Consider the following example:


S -> A
S -> a A b
A -> x


The LALR(1) set of items is


    (1) S -> .A , $ goto on A to (2)
S -> .a A b, $ shift on a to (4)
A -> .x , $ shift on x to (3)


    (2) S -> A. , $ reduce on $


    (3) A -> x. , b/$ reduce on b or $


    (4) S -> a .A b , $ goto on A to (5)
A -> .x , b shift on x to (3)


    (5) S -> a A . b , $ shift on b to (6)

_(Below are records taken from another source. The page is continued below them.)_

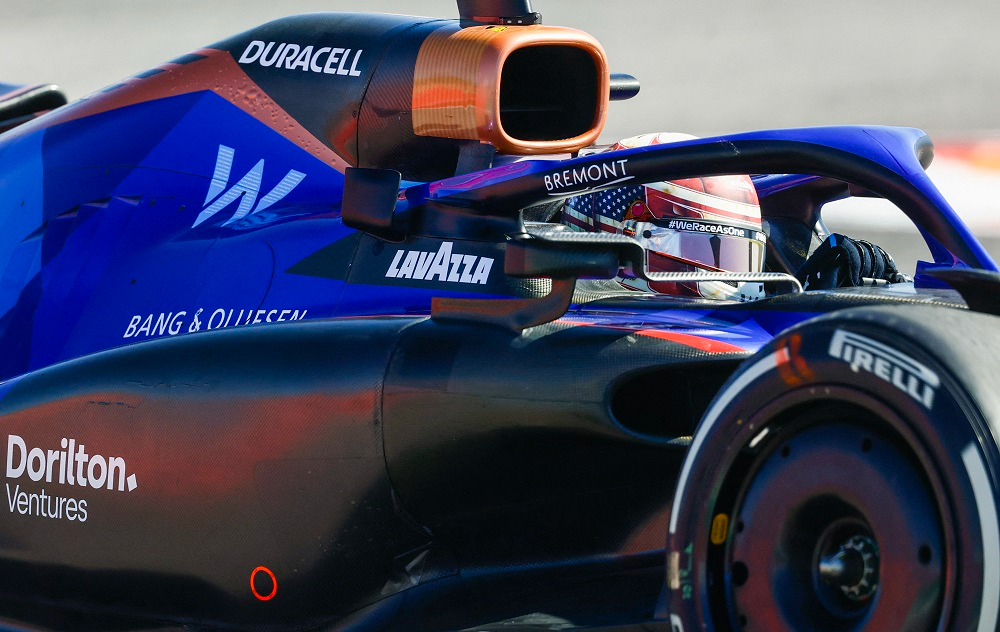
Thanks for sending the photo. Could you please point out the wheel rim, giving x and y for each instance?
(835, 527)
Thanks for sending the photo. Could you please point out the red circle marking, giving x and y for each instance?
(274, 583)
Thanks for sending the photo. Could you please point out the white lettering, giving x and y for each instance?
(264, 61)
(286, 58)
(131, 329)
(354, 66)
(314, 63)
(886, 363)
(303, 59)
(252, 52)
(332, 61)
(14, 441)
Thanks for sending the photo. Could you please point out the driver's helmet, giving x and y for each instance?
(695, 224)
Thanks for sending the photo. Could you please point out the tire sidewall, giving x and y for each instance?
(812, 362)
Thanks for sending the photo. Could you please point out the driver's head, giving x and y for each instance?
(696, 224)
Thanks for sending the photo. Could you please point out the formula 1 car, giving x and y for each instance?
(286, 343)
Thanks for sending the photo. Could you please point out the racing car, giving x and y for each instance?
(346, 323)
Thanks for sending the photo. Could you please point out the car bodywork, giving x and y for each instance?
(397, 408)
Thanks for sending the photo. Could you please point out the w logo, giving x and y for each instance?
(246, 190)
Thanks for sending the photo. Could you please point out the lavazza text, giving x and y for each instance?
(71, 465)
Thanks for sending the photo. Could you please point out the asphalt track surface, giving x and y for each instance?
(706, 68)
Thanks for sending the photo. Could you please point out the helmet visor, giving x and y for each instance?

    (6) S -> a A b., $ reduce on $


Consider the input string:


x q


The actions would be


shift on x from state 1 to state 3
error in state 3 - possible lookahead is $ or b, but actually only $


  Now look at the input string:


a x q


shift on a from state 1 to state 4
shift on x from state 4 to state 3
error in state 3 - possible lookahead is $ or b, but actually only b


    Without default reductions, the set of expected tokens is easy to
calculate. Take each token in the lookahead, and parse until either the
token is shifted or an error is encountered (whichever happens first). If an
error is encountered, it is not possible to shift the token here, and the
token is not expected.


    Heirich does have the right idea for solving the problem with default
actions. Grab the state we are in before any reduce actions
called for by the current terminal are performed. This can be done by
grabbing the state immediately after yylex returns a token, as Heirich points
out.


    When an error is detected, compute a list of states that would be
passed through while performing default reductions. Start with the
saved state and perform default reductions until none are possible.
Then take the list and combine all the possible tokens which could be
shifted in each state to get a list of expected tokens.


    This requires adding code to save the stack for the LR parser and
to turn off the execution of semantic actions during the test parsing.